Sometimes I am in class and the battle begins at 7:27 in the morning. My students do not want to get up out of their seats to scan the daily AR triggers that I have placed in the front of the classroom. I get comments like “I hate this,” “why do we have to do this” and “why can’t you just tell us what to do?”
I laugh because whenever I present at conferences to other educators I get comments such as “your students must love your class” or “your students must be super engaged from the minute they walk in the door.”
There are challenges that come with teaching high school and my students do have many days when they wish to disengage.
However, I CANNOT ALLOW THIS — it would be irresponsible of me!!!
They do not mean that they hate AR, they actually really like AR. What they know is that in my class they cannot hide behind worksheets, busy work, or mind-numbing tasks.
When one student said “I hate that we have to do this,” my response was “you hate that you have to think deeply?” The student gave me a knowing smile.

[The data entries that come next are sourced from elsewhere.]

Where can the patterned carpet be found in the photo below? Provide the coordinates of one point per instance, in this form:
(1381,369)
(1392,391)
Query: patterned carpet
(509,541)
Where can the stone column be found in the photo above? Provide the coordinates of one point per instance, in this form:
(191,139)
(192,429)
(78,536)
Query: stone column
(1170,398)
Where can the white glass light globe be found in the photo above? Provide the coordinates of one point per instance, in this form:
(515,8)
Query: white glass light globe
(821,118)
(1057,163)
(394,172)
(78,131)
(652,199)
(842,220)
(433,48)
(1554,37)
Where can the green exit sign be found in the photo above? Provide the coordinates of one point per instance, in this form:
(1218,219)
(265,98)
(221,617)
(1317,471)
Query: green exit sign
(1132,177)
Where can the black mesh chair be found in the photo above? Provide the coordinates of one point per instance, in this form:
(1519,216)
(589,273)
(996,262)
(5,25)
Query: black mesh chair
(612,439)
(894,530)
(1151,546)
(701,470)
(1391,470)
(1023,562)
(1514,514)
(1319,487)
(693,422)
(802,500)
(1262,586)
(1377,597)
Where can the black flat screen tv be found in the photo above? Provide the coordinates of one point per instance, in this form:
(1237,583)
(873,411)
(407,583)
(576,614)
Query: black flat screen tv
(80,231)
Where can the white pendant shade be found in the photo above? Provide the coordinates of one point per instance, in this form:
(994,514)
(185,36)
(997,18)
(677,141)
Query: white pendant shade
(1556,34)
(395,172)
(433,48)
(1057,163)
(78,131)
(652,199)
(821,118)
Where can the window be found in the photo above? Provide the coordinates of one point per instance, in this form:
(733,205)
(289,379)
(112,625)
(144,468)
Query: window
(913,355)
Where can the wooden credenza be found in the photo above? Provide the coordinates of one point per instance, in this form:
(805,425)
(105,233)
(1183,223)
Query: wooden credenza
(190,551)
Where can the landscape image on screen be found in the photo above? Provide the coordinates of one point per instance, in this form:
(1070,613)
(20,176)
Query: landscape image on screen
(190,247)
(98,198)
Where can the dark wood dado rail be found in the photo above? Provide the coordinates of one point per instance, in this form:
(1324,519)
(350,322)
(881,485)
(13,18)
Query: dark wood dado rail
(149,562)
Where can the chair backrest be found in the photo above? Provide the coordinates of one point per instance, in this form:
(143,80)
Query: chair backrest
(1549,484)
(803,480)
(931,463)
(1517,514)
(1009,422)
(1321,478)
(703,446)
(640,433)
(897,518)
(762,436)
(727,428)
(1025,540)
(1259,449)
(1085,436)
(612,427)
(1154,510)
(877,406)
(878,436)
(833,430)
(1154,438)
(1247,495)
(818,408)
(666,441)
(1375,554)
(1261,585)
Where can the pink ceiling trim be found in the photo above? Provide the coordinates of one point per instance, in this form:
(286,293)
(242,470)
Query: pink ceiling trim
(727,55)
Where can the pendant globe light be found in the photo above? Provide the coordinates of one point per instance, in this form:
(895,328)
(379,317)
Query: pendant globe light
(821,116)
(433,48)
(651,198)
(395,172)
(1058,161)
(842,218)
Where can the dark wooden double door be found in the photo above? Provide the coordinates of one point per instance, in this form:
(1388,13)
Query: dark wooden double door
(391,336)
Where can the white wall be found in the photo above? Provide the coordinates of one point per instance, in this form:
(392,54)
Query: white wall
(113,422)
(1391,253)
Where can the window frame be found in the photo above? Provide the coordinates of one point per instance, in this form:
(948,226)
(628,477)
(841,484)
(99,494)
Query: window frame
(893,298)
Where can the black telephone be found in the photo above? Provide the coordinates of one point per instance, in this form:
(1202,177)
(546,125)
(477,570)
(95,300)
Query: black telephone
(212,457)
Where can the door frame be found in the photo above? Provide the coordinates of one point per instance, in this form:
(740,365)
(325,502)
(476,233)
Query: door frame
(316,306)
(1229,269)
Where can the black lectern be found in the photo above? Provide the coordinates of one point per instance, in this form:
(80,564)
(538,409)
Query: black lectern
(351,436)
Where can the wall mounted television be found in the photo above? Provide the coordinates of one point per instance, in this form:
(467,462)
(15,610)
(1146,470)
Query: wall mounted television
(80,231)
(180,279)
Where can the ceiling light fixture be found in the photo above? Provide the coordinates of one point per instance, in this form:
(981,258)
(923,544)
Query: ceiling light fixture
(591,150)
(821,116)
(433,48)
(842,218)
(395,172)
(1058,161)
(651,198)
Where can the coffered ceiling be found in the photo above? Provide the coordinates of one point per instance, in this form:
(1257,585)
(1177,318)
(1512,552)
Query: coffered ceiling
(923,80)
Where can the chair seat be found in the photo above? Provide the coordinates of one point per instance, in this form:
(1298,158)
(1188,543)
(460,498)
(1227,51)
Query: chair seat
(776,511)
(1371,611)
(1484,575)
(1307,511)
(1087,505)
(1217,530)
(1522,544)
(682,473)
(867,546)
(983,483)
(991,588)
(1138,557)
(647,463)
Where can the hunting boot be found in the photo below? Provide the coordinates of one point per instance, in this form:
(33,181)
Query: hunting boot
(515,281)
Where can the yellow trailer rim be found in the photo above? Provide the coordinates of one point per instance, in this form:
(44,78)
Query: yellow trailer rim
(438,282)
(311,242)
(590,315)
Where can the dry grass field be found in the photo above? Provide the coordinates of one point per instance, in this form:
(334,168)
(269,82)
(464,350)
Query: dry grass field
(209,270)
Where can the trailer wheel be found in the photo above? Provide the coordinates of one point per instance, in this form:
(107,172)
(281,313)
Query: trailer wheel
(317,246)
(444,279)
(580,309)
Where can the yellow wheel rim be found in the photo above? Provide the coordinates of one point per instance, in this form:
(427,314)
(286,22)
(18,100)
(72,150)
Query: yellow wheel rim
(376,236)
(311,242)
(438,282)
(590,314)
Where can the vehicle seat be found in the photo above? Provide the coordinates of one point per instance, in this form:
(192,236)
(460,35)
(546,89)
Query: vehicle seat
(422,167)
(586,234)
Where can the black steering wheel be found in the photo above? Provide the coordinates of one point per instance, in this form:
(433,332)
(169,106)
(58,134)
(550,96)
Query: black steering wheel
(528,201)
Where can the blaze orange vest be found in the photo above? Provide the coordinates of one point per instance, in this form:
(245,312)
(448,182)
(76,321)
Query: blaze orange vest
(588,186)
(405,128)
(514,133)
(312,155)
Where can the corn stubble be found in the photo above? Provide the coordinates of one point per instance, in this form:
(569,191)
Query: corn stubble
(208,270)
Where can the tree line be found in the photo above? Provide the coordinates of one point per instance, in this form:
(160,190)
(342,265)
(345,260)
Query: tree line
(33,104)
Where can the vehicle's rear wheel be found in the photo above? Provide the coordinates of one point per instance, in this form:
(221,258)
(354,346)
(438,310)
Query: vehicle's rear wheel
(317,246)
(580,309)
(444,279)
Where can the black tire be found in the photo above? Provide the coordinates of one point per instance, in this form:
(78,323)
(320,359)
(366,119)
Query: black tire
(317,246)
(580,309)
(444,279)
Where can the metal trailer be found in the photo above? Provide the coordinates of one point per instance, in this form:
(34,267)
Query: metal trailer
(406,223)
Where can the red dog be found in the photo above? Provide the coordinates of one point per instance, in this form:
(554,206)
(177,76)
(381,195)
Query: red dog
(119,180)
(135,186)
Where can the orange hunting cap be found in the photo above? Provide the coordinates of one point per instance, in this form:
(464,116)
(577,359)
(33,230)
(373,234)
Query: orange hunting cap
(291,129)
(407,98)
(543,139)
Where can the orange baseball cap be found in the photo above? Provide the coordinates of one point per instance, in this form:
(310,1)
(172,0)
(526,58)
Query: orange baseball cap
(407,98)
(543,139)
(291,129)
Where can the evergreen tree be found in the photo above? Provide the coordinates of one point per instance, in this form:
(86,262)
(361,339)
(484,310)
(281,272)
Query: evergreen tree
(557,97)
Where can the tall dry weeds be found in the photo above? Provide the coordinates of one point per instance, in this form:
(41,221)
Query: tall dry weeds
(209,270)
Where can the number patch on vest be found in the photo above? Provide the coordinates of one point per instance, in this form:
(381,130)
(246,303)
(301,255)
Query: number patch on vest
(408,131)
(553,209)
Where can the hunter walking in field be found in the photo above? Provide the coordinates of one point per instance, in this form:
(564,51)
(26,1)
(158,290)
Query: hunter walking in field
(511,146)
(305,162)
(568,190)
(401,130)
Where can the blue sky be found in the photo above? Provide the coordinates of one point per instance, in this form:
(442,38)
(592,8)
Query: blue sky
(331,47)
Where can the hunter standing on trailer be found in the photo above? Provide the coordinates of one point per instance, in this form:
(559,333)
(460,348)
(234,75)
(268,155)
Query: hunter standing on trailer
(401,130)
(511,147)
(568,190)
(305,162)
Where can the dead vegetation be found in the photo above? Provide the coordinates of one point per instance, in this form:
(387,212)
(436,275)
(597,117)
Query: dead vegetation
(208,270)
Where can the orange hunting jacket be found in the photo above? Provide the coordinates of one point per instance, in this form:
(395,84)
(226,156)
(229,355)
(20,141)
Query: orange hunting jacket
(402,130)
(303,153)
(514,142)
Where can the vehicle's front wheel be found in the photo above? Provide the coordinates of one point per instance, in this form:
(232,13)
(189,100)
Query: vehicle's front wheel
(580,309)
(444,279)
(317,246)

The AR triggers in my classroom never scan to work that is simple and the kids know that. They know that the minute they get up out of their seats and scan the daily AR trigger in LAYAR they will be forced to wrestle with content, sometimes they will be even be in a state of cognitive dissonance(to quote my man Vygotsky)! They know that if they cut and paste something from wikipedia and do not elaborate upon it in their own words that they will get called out on it.

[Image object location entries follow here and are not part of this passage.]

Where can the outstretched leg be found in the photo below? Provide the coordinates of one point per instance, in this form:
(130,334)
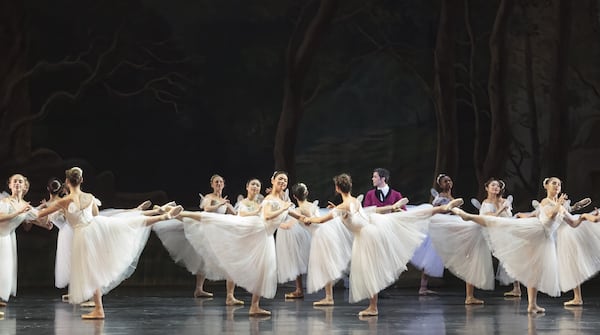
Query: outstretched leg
(577,298)
(231,300)
(299,292)
(515,292)
(255,309)
(199,292)
(98,312)
(470,293)
(173,212)
(479,219)
(372,309)
(424,290)
(328,300)
(532,307)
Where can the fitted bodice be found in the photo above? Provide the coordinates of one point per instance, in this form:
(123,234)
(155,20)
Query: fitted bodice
(355,217)
(440,200)
(272,224)
(77,217)
(220,209)
(551,224)
(488,207)
(8,227)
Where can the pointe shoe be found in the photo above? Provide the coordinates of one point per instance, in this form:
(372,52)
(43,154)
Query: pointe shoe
(400,203)
(581,204)
(294,295)
(202,294)
(259,312)
(512,293)
(144,205)
(323,302)
(88,304)
(463,215)
(174,212)
(367,313)
(453,204)
(473,301)
(233,302)
(164,208)
(572,303)
(535,310)
(93,316)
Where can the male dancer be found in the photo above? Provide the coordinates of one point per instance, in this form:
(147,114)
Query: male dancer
(381,195)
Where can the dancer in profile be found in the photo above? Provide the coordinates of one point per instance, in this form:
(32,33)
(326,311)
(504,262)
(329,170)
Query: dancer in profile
(244,246)
(330,248)
(557,259)
(496,205)
(105,250)
(461,246)
(14,210)
(383,243)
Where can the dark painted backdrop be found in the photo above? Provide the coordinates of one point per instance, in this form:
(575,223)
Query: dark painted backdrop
(151,98)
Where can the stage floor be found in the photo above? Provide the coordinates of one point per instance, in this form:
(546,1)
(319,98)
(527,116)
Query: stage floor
(173,311)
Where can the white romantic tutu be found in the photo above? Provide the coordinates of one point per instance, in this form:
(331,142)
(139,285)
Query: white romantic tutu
(105,250)
(293,248)
(330,254)
(172,236)
(463,248)
(62,265)
(425,257)
(527,252)
(8,251)
(242,246)
(383,245)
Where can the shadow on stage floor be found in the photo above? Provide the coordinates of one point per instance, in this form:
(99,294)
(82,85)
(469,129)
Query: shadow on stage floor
(173,311)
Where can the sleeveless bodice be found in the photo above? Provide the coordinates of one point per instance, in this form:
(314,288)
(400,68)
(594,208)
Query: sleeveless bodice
(354,218)
(78,218)
(488,207)
(8,227)
(551,224)
(440,200)
(272,224)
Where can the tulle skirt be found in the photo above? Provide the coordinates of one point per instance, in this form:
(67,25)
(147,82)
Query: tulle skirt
(330,254)
(104,253)
(293,248)
(172,236)
(463,248)
(8,265)
(527,251)
(382,249)
(62,265)
(578,253)
(241,246)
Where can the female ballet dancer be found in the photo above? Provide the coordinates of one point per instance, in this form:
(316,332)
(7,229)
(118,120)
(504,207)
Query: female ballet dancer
(251,204)
(558,258)
(330,248)
(104,249)
(462,246)
(62,268)
(383,243)
(292,245)
(14,210)
(426,258)
(496,205)
(215,202)
(244,246)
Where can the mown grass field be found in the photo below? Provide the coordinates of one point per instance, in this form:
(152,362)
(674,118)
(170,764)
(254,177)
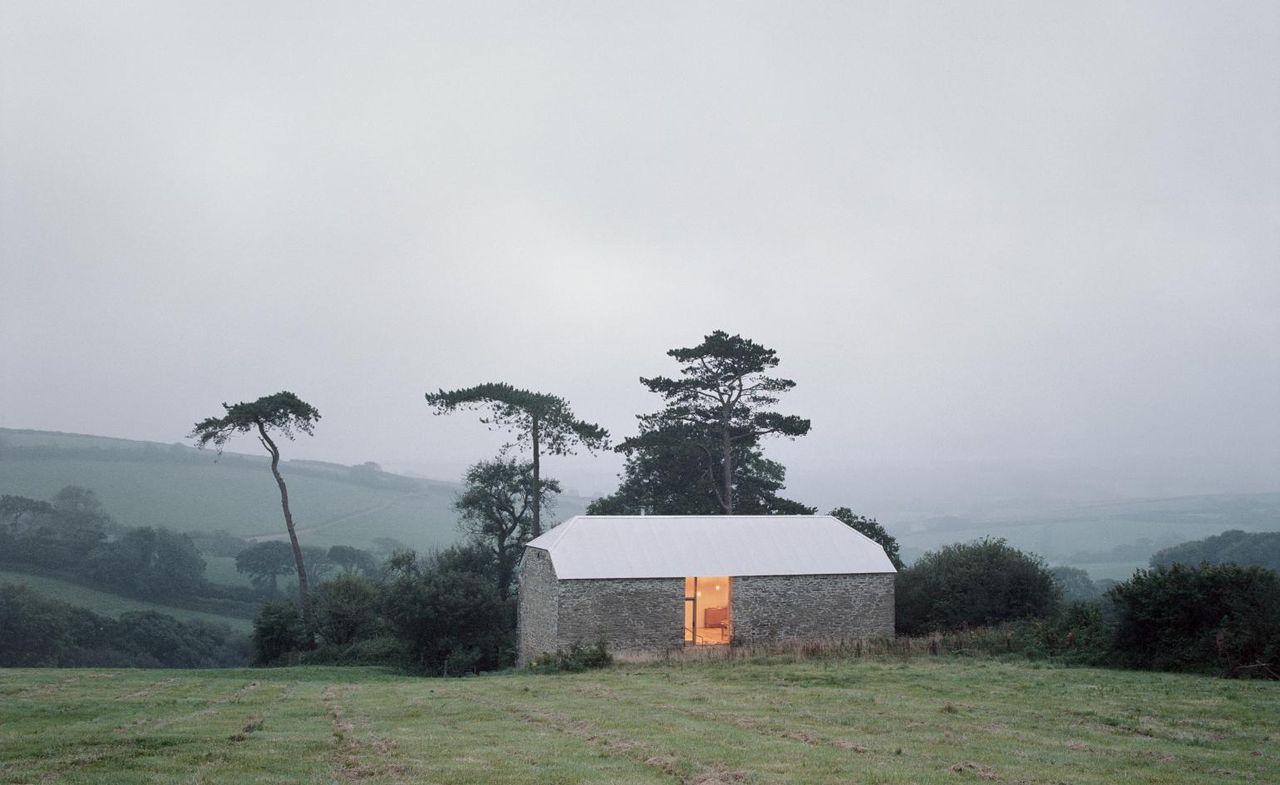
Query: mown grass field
(922,721)
(113,605)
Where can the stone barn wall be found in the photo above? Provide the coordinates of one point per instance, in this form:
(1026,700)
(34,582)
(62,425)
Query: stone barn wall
(631,614)
(647,614)
(539,599)
(812,607)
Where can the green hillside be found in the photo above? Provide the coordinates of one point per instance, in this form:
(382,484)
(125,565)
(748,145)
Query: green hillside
(112,605)
(174,485)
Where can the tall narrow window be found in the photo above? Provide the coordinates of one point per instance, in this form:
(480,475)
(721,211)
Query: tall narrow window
(708,619)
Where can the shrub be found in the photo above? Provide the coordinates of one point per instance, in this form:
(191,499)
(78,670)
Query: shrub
(448,611)
(278,630)
(576,660)
(973,584)
(382,649)
(1221,617)
(346,608)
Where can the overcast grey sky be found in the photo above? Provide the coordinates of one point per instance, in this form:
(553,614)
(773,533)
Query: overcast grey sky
(1005,250)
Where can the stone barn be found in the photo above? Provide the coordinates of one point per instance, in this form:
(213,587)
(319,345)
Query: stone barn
(657,583)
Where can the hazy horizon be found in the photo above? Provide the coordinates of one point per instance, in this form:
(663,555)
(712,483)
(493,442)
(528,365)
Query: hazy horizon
(1006,252)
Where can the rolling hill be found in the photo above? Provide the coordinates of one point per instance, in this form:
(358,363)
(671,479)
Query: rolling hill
(187,489)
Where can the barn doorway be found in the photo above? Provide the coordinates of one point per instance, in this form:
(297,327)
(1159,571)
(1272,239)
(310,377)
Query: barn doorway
(708,619)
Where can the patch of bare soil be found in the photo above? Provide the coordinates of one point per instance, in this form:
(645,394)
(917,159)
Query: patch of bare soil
(147,690)
(720,776)
(978,770)
(617,744)
(357,758)
(155,724)
(764,729)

What I am doing with the infusion of the AR in my classroom culture is daring my students to think, to learn, to create their own content. Once we are fifteen minutes into each period every student has scanned the trigger and created a screencast based on the AR prompt and sent me self-authored content that has made their own thinking visible.
When I coax, nag, and demand that they get up out of their seats each day at the start of class — despite how much they protest — what I am really saying is “I DARE YOU TO LEARN!!”